O anúncio foi feito em Caxias do Sul (RS), na cerimônia de abertura da 35ª Festa Nacional da Uva e Feira Agroindustrial.

De acordo com Alckmin, a ação definirá normas claras para aplicar mecanismos de proteção à indústria e ao agronegócio brasileiros em casos de aumento inesperado das importações que prejudiquem esses setores. O decreto abrangerá acordos já existentes e os futuros.

“O presidente Lula vai regulamentar a salvaguarda por decreto. Se houver aumento grande de importação, a medida pode ser acionada imediatamente”, afirmou Alckmin.

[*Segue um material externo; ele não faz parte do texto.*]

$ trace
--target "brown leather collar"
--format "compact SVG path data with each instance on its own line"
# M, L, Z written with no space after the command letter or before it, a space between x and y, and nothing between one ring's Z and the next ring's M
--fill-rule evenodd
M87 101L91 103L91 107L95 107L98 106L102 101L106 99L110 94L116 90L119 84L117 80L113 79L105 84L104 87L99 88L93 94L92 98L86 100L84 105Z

Como funcionam as salvaguardas

Salvaguardas são medidas previstas em acordos comerciais para que um país possa responder a picos de importação originados pela queda de tarifas combinadas. Se houver comprovação de dano sério à produção nacional, o governo pode:

  • Estabelecer cotas de importação;
  • Suspender a redução tarifária prevista no acordo;
  • Retornar ao nível anterior de impostos antes do acordo.

O decreto definirá prazos, procedimentos investigativos e critérios para aplicar essas medidas.

Ampliação dos acordos comerciais

A regulamentação surge no contexto da expansão dos acordos do Mercosul. Desde 2023, o bloco finalizou negociações com Singapura, a Associação Europeia de Livre Comércio (EFTA) e, mais recentemente, com a União Europeia.

Com os novos tratados, a porcentagem do comércio brasileiro protegido por preferências tarifárias subiu de 12% para 31,2%, mais que dobrando o alcance dos acordos.

Antes, as salvaguardas baseavam-se em regras multilaterais genéricas. Com o aumento dos compromissos preferenciais, o governo entende que é necessário estabelecer regras específicas para garantir previsibilidade e segurança jurídica no uso desse mecanismo.

Acordo Mercosul-União Europeia

Durante o evento, Alckmin também falou sobre o cronograma de redução gradual das tarifas previsto no acordo entre o Mercosul e a União Europeia.

Ele explicou que as tarifas cairão paulatinamente para permitir a adaptação dos produtores nacionais. Para o vinho, o prazo será de oito anos; para espumantes, doze anos.

Setor de vinhos

Além do acordo Mercosul-União Europeia, o setor vitivinícola se beneficiará da reforma tributária nos próximos anos.

Alckmin disse que a recente mudança nos tributos sobre consumo deve reduzir em torno de 7% a carga de impostos sobre vinhos nacionais, fortalecendo a competitividade do setor.

Antes da abertura da festa, Alckmin reuniu-se com representantes do setor produtivo da Serra Gaúcha. Na pauta, além do acordo com a União Europeia, estavam temas como reforma tributária, tarifas internacionais e linhas de crédito para renovação da frota de caminhões.